O Todos Pela Educação vê a iniciativa de criar uma diretriz e colocá-la em debate com bons olhos. Apesar de considerar o prazo para debate curto em relação ao aplicado em outros países (a previsão do ministério é de lançar no meio deste ano uma versão pré-finalizada). “Mas a situação [em outros países] não era tão crítica quanto a nossa. Precisamos acelerar algumas etapas para pagar uma dívida histórica que temos”, pondera Ricardo Falzetta, gerente de conteúdo do movimento.
O economista Daniel Domingues dos Santos acredita a escola hoje não dá conta de ensinar uma série de atributos com os quais o jovem irá se deparar em sua vida e no mercado de trabalho. É o caso da perseverança, do compromisso, da proatividade.
Trabalhar esses valores seria justamente um dos atrativos do ensino técnico, até mais do que o conteúdo profissionalizante propriamente dito. “Porque ele é mais focado para esses temas que o trabalhador precisa ter, ele transmite a cultura profissional. Coisa que a escola hoje não transmite”, diz Santos.

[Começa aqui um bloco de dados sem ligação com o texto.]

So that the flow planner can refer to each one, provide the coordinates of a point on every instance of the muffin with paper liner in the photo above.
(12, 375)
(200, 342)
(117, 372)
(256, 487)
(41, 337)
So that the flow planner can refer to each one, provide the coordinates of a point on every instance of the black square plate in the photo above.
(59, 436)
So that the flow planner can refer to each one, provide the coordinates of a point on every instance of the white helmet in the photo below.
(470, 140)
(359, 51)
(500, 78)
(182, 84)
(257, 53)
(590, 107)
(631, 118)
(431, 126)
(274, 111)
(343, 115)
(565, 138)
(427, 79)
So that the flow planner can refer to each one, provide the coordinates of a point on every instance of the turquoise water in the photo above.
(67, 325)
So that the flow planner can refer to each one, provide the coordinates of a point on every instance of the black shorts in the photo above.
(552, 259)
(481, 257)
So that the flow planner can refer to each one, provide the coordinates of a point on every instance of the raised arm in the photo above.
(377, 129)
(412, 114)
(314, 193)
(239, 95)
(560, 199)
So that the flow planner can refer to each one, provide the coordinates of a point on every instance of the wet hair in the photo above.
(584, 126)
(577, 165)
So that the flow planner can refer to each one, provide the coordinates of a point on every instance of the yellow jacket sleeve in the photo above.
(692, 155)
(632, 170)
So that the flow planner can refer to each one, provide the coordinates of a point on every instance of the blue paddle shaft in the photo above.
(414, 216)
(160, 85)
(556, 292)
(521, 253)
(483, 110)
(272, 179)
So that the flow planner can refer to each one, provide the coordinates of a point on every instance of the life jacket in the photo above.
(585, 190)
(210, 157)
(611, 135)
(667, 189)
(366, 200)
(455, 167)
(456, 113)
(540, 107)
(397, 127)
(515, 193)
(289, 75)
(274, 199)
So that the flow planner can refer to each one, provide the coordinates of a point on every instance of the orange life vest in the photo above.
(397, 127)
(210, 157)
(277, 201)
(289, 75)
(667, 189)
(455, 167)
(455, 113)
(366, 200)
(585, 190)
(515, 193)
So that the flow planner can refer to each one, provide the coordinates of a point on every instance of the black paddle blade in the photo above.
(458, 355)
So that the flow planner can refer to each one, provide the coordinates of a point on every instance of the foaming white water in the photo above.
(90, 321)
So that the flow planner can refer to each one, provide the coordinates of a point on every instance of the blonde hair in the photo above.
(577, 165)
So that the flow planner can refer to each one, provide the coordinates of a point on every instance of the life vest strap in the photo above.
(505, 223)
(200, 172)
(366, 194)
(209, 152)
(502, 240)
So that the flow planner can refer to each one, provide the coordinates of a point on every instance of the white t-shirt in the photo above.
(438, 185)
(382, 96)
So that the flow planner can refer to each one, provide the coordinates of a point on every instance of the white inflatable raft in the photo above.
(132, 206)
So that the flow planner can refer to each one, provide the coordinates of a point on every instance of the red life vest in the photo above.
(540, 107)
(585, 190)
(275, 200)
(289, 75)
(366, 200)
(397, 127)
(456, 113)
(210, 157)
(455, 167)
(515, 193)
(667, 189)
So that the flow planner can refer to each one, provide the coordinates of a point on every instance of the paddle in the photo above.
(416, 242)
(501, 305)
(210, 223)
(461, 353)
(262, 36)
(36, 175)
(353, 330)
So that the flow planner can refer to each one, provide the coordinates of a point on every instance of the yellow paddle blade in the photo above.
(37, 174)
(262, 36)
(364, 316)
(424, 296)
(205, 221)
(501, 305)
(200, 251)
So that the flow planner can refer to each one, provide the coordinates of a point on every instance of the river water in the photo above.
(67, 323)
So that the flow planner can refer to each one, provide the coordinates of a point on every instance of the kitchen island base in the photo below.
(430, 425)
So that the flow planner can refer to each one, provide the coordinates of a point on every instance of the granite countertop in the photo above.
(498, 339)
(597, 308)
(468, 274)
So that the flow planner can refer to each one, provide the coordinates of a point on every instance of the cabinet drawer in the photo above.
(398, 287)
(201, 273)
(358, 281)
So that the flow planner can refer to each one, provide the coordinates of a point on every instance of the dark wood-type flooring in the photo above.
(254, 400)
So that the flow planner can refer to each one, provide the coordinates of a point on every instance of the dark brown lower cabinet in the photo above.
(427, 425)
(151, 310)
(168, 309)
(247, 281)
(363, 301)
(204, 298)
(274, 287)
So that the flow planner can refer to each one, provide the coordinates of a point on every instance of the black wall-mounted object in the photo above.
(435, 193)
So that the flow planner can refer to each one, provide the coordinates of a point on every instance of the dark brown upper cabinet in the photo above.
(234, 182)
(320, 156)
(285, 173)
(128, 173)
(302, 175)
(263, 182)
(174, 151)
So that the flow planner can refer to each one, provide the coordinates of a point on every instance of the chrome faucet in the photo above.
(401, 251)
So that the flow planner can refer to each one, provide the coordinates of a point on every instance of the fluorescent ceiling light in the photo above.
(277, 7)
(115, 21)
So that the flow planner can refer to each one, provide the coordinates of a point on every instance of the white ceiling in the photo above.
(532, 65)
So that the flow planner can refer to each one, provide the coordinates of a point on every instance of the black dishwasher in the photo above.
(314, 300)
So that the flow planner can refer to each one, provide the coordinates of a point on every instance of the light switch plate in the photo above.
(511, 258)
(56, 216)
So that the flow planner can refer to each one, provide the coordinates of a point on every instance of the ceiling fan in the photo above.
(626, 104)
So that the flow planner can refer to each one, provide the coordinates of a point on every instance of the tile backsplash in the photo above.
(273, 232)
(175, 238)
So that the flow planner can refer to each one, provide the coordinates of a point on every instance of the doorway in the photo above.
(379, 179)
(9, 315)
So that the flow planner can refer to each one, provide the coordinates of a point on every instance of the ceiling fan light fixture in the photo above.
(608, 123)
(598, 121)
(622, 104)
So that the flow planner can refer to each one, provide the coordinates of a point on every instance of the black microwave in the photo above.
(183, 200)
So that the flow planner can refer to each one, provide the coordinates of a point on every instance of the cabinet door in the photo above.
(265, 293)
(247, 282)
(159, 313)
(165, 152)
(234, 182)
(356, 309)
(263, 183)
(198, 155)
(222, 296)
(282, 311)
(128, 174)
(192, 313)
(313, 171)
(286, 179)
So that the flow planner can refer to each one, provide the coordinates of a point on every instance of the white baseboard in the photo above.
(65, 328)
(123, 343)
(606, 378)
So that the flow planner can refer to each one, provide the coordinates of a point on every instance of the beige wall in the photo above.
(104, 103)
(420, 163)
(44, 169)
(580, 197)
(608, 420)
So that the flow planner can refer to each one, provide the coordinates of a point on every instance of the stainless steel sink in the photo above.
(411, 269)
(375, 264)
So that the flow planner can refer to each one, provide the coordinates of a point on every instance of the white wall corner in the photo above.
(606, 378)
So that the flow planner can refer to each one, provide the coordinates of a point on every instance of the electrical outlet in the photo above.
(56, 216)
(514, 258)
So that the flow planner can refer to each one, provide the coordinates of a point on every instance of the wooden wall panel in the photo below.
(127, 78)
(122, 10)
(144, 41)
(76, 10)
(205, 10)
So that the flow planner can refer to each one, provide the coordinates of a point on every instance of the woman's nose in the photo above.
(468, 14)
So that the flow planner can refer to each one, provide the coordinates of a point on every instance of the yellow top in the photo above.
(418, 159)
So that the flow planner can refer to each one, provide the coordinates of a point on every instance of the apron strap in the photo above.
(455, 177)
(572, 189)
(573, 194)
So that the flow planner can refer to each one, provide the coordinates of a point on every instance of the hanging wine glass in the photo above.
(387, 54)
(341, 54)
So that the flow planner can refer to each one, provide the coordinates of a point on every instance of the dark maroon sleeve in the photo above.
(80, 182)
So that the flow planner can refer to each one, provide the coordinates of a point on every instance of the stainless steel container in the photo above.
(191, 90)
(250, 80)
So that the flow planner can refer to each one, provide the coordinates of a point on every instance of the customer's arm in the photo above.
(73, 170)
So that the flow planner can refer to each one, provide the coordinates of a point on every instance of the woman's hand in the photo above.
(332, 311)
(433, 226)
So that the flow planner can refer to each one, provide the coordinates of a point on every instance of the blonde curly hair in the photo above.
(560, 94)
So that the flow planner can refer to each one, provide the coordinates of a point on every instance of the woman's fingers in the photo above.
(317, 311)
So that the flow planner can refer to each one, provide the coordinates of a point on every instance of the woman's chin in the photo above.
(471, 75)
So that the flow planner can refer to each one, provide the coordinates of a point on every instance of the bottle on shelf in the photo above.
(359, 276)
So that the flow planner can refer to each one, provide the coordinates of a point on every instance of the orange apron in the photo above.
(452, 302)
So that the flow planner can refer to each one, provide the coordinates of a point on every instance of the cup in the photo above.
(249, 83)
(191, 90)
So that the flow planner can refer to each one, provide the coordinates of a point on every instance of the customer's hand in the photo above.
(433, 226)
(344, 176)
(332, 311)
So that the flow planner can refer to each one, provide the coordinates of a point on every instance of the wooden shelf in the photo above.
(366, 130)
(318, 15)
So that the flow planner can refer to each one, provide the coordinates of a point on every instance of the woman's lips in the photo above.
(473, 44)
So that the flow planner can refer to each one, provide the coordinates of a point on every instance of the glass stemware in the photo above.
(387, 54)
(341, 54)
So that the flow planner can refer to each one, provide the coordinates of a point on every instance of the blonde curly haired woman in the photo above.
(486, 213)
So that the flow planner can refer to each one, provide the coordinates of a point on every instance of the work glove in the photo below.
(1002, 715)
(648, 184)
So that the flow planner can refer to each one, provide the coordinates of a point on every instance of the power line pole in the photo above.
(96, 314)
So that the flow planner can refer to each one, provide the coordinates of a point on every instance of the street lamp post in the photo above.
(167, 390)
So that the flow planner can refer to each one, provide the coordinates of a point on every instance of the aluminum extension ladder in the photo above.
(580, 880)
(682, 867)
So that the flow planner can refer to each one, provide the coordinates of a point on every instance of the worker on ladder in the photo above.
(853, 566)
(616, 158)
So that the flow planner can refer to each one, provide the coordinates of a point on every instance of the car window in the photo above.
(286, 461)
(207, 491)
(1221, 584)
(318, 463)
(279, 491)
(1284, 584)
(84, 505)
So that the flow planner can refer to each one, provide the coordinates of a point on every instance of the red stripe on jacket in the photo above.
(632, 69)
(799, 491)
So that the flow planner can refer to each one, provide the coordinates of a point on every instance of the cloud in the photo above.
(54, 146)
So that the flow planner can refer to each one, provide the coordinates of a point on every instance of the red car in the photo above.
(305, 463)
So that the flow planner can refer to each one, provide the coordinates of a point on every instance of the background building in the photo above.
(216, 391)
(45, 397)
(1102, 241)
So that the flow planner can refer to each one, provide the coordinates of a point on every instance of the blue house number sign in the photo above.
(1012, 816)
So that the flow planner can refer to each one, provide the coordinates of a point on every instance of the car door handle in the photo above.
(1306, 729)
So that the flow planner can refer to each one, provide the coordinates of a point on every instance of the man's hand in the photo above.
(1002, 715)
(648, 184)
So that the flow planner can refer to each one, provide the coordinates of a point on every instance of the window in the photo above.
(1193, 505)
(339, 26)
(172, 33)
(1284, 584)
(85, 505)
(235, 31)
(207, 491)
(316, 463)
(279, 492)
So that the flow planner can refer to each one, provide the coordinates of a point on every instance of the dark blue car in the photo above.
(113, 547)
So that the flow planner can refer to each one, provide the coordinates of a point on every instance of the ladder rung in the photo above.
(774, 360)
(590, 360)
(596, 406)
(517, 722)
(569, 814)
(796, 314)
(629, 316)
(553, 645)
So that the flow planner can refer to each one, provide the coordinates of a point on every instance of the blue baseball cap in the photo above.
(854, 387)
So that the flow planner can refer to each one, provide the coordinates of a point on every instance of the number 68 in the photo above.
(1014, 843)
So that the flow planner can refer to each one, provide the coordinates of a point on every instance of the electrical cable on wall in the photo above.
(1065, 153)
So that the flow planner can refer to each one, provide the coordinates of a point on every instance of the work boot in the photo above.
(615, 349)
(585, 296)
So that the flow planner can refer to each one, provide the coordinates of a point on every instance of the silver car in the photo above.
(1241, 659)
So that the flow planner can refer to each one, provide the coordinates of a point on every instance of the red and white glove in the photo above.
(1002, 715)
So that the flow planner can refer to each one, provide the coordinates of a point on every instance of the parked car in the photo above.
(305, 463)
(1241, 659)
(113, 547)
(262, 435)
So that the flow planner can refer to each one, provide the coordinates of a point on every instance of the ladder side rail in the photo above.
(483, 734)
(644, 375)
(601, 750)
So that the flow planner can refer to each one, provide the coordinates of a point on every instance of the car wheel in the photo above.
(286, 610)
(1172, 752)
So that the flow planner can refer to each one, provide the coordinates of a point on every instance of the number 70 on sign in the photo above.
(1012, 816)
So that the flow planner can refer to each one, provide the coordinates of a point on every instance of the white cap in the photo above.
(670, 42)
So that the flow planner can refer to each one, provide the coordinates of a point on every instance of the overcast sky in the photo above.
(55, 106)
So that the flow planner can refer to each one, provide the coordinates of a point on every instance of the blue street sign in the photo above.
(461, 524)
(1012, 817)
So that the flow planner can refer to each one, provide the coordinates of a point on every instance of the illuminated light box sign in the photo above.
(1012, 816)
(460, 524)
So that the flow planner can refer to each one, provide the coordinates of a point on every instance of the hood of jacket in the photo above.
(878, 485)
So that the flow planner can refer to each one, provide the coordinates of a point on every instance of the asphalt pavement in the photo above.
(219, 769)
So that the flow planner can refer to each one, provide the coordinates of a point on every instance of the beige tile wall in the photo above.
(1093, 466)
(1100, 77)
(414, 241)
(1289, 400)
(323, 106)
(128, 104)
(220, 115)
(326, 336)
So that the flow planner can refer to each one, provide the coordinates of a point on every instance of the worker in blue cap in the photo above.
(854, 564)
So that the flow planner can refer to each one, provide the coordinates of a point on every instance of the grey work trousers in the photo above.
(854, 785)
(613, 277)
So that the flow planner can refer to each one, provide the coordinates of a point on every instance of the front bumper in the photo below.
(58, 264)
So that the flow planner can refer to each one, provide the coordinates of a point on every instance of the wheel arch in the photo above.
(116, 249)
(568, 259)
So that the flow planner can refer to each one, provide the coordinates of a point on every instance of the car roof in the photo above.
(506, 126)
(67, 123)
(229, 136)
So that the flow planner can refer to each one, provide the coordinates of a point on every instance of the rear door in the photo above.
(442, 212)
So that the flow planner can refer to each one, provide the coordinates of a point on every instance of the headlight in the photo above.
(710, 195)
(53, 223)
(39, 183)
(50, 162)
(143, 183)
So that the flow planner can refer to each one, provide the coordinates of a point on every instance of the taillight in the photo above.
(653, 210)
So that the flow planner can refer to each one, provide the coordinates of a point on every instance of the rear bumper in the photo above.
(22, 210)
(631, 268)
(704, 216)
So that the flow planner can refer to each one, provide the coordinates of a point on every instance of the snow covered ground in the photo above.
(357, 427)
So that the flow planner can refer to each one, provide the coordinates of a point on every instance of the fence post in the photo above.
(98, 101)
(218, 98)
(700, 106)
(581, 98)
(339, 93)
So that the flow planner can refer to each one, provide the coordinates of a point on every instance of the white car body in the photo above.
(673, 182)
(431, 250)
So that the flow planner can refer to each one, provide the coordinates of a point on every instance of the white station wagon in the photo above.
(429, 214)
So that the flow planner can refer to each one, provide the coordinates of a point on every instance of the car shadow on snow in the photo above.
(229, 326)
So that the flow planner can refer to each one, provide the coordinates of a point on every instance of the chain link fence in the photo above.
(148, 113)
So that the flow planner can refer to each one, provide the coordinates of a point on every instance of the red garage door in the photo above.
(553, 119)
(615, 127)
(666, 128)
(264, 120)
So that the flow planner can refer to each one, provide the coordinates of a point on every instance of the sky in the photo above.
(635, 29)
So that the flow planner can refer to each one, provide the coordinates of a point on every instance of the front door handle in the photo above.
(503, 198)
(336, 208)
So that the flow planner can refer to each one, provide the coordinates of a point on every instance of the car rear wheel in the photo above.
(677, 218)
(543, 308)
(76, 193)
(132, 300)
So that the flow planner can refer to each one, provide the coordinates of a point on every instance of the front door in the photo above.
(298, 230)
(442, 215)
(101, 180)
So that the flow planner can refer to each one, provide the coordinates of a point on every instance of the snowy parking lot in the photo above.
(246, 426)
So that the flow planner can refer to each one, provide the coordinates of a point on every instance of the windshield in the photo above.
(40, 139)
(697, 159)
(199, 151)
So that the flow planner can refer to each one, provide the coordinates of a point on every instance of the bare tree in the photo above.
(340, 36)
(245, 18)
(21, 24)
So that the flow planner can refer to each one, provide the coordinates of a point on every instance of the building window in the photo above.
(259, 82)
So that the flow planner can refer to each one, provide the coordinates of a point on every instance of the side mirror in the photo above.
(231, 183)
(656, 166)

A educadora Monica Ribeiro da Silva, que coordena o Observatório do Ensino Médio, diverge frontalmente. “Há estudos que mostram que essas parcerias resolvem o problema da empresa de falta de mão de obra qualificada, mas não o do estudante.”
Ela questiona a própria necessidade de se criar uma nova base. As Diretrizes Curriculares Nacionais da Educação Básica já dariam conta de traçar conteúdos mínimos que guiam os currículos escolares. Além disso, o debate proposto pelo MEC não dá conta daquele que ela considera um dos defeitos do ensino médio atual: o de ofertar um ensino único para uma gama “muito diversa de juventudes”.